Today, a slightly worse sentiment weighed on the dollar and helped the yen and Swiss franc. A surplus in the eurozone’s current account surprised positively in September thanks to a significant increase in exports. The zloty saw little change as earnings data is due to be released later today.
The most important macro data (CET - Central European Time). Surveys of macro data are based on the information from Bloomberg unless noted otherwise.
- 2:30 p.m.: Average monthly earnings in the Polish corporate sector in October (estimate: +6.5% year-on-year),
- 2:30 p.m.: Employment growth in the Polish corporate sector in October (estimate: +4.5% year-on-year).

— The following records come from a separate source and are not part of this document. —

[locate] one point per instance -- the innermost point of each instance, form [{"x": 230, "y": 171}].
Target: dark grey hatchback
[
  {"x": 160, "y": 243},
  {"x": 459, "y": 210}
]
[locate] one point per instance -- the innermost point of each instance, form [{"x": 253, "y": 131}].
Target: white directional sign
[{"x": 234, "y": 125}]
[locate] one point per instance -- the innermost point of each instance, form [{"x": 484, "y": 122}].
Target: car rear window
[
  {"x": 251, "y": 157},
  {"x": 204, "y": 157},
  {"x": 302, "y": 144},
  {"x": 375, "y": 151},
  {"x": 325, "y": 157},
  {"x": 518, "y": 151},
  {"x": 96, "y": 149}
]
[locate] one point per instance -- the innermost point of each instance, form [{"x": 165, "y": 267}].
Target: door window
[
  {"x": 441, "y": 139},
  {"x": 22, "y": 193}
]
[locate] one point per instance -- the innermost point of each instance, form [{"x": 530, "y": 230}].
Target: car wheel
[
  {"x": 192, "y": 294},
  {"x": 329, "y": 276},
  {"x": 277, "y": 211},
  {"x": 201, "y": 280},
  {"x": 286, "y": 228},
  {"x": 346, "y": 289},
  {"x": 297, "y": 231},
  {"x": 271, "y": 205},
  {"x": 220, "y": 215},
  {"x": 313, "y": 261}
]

EUR/USD still revolving around 1.18
Yesterday evening, the US House of Representatives passed the tax bill project, which includes corporate tax cuts next year. That’s a step closer to implementing historic tax changes, however, the Senate needs to pass the bill as well (the vote will probably be held after Thanksgiving next week.)
Republicans need 50 out of 52 votes in order for the bill to pass in the Senate (the Congress needs to then merge it with the House bill and the package would be then sent to the US President). Ron Johnson, a Republican Senator from Wisconsin, opposed the project firmly, stating that it favours corporations over smaller entities. However, after a Wednesday night phone call with Donald Trump, he said he wanted to “vote for it” and was “optimistic that his concerns could be addressed.”
Recurring problems with tax reform introductions have been increasing the level of uncertainty, which has also been reflecting on the dollar. Although after yesterday’s vote in the House, the market sentiment was visibly better. As the US main indices finished the day approx. 1% higher and the euro stayed below 1.18 USD, the Asian session brought another wave of the dollar’s weakness.
The sentiment in the market at the start of the European session was slightly worse and a higher risk aversion could be observed. The main European indices fell below yesterday’s levels and assets like the Swiss franc, the yen and gold, known as “safe havens”, gained in value. The dollar was also lower in relation to other major currencies – the EUR/USD pair was once again up to approx. 1.18. The dollar index (DXY) was down approx. 0.3% to 93.5 points.
The European Central Bank (ECB) published September’s current account data for the eurozone at 10 a.m. A surplus of 37.8 billion euro came in significantly above market expectations (7.5 billion euro lower); it was also the third consecutive month in which the surplus grew. The increase was mostly due to the higher export of goods – it exceeded the August export by 6.4 billion euro.
The current account data usually didn’t have any significant impact on the euro. However, taking into account the relatively weak dollar and a reading markedly above the median of expectations, it could support the euro area’s currency and help the EUR/USD pair stay around the 1.18 level. The calendar of planned publications later for the day is nearly empty, so the volatility in the currency market will probably be limited. However, should the market sentiment improve, we could observe a gradual weaker franc and jen, which could also help the dollar move slightly higher.
Zloty was stable
Despite a slightly worse sentiment today, the Polish currency changed very little. The EUR/PLN pair was close to 4.24, only marginally above yesterday’s level, and the PLN/HUF remained unchanged. On the other hand, the CHF/PLN set new record lows (prior lows were mid-January 2015 in early trade) however, rebounded to 3.63 in later hours due to a globally stronger Swiss franc.
The Polish Central Statistical Office will publish earnings and employment data from the corporate sector in October at 2 p.m. The average monthly earnings probably increased by approx. 6% year-on-year for the third month in a row and employment will probably see an increase in the range of 4.5% - 4.6% (the median of market expectations points toward a 6.5% growth in earnings and 4.5% in employment).
The data will likely have only a limited impact on the zloty. An increase in earnings exceeding 6.6% (above August’s 5.5-year record) could suggest a higher pressure on inflation and, in effect, might strengthen the zloty.